About the Author
Dania Jekel, MSW is co-founder and former executive director of AANE. She was one of the first people to develop programs to train professionals about the needs and strengths of people on the autism spectrum, especially adults, women, and those who receive a diagnosis later in life. She also served on the Massachusetts Autism Commission.
There are many words and phrases connected with autism that we hear a lot — like anxiety, executive functioning, bullying, passions, social communication, and sensory sensitivities. But I think there is one word that underpins many areas, but is often ignored. That word is frustration.
The definition of frustration is “the feeling of being upset or annoyed, especially because of inability to change or achieve something.” Over the past 25 years, I have seen this emotion become a common thread when Autistic individuals feel they are unable to change a circumstance or achieve a goal (whether that is actually true or not.) The root causes are many and vary depending on a person’s traits and lived experience, but here are some of the main reasons why I often see frustration accumulate:
- Delayed, inaccurate, or unacknowledged diagnosis. This can often be the first frustration that is the core of all of the other frustrations. Before a person’s neurological differences are recognized or understood, many things just don’t make sense. Why are certain tasks harder? Why are things confusing? Why do things seem easier for others? Even after a diagnosis is realized, frustration can continue if people you come in contact with dismiss or minimize it.
- Not feeling understood. Whether communication challenges make it hard for the person to convey their thoughts the way they want, or they are trying to interact with those who lack the ability to relate to different neurologies, the absence of understanding can cause deep frustration.
- Unsuccessful attempts at social connection. Frustration is common when repeated efforts to form friendships or find a partner do not result in the kind of social life a person desires.
- Cognitive rigidity. An Autistic individual may unrealistically expect perfection in themselves, others, or daily events. When it is difficult to be flexible, frustration is inevitable.
- Repetitive thoughts. Dwelling on worries or reliving painful moments can overwhelm the mind, and a person may feel frustrated they can’t seem to let things go.
- Perceived unrealized potential. Whether it is not meeting one’s own expectations or the expectations of family, friends, or society, or comparing one’s self to peers, feeling stuck can cause deep feelings of frustration.
All of this can have the unfortunate result of mental, emotional, and physical exhaustion for a person on the spectrum. Continual frustration can lead to displaced anger, hopelessness, wanting to give up, and a sense of despair. The person’s behavior may appear irrational to others who only see the outward reactions. If frustration is overwhelming for you, I would like to make some suggestions that may help you reduce its presence:
- Recognize how frustration is impacting your life. Is it keeping you locked in habits that don’t work and stopping you from trying new strategies? Are you making assumptions about yourself or others that may not be accurate? Take stock of the barriers frustration may be creating in your life.

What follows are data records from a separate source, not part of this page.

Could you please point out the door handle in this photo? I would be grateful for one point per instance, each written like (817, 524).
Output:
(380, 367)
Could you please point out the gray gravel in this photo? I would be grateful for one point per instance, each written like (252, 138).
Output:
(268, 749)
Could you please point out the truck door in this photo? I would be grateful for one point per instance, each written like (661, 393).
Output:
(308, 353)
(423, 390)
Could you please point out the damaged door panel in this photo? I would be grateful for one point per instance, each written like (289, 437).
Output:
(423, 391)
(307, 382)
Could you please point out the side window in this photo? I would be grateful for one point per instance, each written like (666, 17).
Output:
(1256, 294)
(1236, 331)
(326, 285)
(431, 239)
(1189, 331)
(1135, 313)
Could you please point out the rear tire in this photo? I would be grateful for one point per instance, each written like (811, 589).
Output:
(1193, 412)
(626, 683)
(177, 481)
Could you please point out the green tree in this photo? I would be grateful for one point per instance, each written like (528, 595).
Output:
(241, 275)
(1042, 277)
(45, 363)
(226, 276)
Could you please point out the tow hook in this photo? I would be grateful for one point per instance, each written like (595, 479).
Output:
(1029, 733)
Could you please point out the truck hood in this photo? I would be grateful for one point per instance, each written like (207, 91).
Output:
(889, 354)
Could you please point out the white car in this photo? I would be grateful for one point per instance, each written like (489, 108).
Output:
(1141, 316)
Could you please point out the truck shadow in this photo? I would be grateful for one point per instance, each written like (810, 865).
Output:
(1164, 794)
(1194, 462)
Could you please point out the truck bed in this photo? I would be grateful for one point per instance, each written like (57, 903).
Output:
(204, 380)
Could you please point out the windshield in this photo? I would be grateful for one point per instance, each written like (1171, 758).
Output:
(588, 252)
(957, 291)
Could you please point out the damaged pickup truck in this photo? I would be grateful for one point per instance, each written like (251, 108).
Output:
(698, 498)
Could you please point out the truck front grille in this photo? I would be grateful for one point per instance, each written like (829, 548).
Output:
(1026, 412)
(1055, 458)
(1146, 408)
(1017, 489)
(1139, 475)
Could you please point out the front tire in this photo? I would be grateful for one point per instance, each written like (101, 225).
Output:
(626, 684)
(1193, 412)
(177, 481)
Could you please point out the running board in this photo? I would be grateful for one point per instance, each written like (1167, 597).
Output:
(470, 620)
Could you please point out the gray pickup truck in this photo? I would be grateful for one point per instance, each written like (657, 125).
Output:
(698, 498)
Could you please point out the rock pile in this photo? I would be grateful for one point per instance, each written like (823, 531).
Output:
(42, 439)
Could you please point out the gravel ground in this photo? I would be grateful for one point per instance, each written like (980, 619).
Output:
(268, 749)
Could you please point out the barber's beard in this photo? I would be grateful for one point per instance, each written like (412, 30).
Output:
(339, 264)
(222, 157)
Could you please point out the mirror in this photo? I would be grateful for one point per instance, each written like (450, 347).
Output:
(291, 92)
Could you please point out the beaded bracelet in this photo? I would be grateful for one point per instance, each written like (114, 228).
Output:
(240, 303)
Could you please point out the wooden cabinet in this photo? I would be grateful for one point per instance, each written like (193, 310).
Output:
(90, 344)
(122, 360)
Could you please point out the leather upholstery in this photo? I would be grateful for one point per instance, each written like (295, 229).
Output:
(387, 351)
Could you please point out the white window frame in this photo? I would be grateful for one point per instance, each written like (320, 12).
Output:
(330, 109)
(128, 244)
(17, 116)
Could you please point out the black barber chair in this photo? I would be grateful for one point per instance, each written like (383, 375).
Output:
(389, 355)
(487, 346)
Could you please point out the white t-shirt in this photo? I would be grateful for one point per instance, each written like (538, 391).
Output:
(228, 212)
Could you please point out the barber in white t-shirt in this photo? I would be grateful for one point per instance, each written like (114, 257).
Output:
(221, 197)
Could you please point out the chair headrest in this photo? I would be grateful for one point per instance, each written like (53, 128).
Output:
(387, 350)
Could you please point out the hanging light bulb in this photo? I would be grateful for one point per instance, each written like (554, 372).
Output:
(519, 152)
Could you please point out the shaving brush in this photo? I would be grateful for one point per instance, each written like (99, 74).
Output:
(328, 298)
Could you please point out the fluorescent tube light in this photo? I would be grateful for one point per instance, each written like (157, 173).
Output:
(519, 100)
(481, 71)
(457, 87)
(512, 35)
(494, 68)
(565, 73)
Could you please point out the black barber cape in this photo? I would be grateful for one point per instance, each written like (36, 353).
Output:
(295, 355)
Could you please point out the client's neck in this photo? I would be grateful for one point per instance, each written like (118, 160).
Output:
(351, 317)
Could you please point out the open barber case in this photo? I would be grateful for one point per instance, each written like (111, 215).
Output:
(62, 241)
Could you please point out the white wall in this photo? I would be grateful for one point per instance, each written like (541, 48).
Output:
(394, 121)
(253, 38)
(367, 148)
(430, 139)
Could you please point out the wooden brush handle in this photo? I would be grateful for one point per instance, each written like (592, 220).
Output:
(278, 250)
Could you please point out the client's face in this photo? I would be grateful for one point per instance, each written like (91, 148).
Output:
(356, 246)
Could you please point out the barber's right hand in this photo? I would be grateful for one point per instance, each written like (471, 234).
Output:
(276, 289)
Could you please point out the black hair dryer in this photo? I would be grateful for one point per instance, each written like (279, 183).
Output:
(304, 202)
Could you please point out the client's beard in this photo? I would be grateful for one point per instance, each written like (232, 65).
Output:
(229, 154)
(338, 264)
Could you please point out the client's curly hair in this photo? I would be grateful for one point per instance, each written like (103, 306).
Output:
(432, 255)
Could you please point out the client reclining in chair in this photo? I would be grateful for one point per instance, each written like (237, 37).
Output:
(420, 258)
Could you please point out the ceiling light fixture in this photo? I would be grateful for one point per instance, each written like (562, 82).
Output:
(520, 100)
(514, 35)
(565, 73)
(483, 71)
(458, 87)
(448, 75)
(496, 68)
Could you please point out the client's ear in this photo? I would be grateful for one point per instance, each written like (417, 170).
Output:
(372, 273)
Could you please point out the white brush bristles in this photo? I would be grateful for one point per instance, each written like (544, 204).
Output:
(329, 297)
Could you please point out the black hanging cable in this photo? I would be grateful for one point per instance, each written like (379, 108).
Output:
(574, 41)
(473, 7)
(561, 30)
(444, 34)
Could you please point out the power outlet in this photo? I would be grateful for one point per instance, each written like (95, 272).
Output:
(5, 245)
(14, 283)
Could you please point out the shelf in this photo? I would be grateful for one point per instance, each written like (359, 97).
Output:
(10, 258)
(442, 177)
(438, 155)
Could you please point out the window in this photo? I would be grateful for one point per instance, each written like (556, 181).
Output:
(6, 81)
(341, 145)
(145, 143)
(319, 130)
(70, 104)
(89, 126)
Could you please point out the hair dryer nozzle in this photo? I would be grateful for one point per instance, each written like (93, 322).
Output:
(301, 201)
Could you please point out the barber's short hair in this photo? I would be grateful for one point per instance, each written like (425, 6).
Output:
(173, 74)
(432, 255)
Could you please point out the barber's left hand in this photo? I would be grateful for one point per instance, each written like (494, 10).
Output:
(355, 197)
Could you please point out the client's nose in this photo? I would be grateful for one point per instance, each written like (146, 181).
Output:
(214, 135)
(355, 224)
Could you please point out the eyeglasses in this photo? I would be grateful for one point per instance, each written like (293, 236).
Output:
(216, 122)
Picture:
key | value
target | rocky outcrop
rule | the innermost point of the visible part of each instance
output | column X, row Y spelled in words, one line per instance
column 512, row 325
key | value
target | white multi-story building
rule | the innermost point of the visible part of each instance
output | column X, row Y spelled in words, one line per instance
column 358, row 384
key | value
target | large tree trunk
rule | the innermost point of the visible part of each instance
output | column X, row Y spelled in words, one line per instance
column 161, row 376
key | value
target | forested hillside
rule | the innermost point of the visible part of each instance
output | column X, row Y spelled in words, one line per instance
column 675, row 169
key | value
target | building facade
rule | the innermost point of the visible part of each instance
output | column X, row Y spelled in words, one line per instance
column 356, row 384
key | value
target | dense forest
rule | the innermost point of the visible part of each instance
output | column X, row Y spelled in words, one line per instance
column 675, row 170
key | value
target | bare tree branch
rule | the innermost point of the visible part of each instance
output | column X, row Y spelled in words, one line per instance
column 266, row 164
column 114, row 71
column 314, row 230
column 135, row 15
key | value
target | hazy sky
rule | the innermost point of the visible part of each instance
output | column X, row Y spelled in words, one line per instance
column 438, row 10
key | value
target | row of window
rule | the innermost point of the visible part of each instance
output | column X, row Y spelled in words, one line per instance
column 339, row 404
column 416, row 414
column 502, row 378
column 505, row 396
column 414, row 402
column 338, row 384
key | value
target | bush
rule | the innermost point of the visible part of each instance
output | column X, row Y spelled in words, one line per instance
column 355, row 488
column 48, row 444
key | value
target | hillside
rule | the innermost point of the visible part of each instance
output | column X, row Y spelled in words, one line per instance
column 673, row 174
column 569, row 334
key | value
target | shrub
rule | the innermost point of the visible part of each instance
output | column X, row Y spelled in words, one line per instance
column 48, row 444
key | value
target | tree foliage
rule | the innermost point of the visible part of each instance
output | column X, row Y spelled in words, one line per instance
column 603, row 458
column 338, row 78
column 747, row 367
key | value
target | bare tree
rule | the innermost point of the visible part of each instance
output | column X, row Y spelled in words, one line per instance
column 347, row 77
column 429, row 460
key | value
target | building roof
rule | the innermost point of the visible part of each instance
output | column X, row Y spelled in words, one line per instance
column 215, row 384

- Prevent frustration in the first place if possible. We can’t avoid all frustration, but maybe we can identify patterns and come up with different approaches to address the things that routinely cause frustration. Perhaps it is possible to get outside support to help minimize the frustrations that feel overwhelming.
- It’s ok to pause. Stopping in the middle of a task or project is not a failure. Know it’s okay to stop and return later, especially if a break can help you recharge and gain perspective.
- Prioritize mental health, and learn when you need a break. When you feel the first moments of frustration seeping in, find ways to divert your attention to release it. Put stuff on your phone that relaxes you or spend a few minutes refocusing with an activity you enjoy. This is not avoidance; it is a reset that can give you space and allow you to return with a clearer mind. Build in time to unwind when you know you will face frustration so you won’t approach the next situation already in a frustrated state.
- Disclose your autism as needed. It is absolutely your choice how and with whom you share your autism. Sometimes requesting an accommodation or asking for a change is easily granted and all that is needed to diffuse a frustrating situation.
- Outside perspectives or new strategies can help. If you find yourself in a frustration cycle and nothing seems to be working, a trusted coach, therapist, or friend may be able to help you view the problem with fresh eyes and discover new strategies to try. They could also help if you have difficulty letting go of painful memories. There may not be a quick fix, but isolating the frustration points and coming up with a new plan may help.
- Remind yourself of your strengths and successes. Sometimes a good antidote for frustration is doing something you enjoy and which comes easily. It could be doing a jigsaw puzzle, playing a video game you have mastered, or spending time on a favorite hobby.
Above all, take off the pressure. You do not have to be defined by your work, your social status, your level of ease in communicating, or any other metric. You get to define what a fulfilling life means and what will make you happy. Shifting your focus from the things that cause frustration to the elements of your life that bring you joy will help keep things in perspective.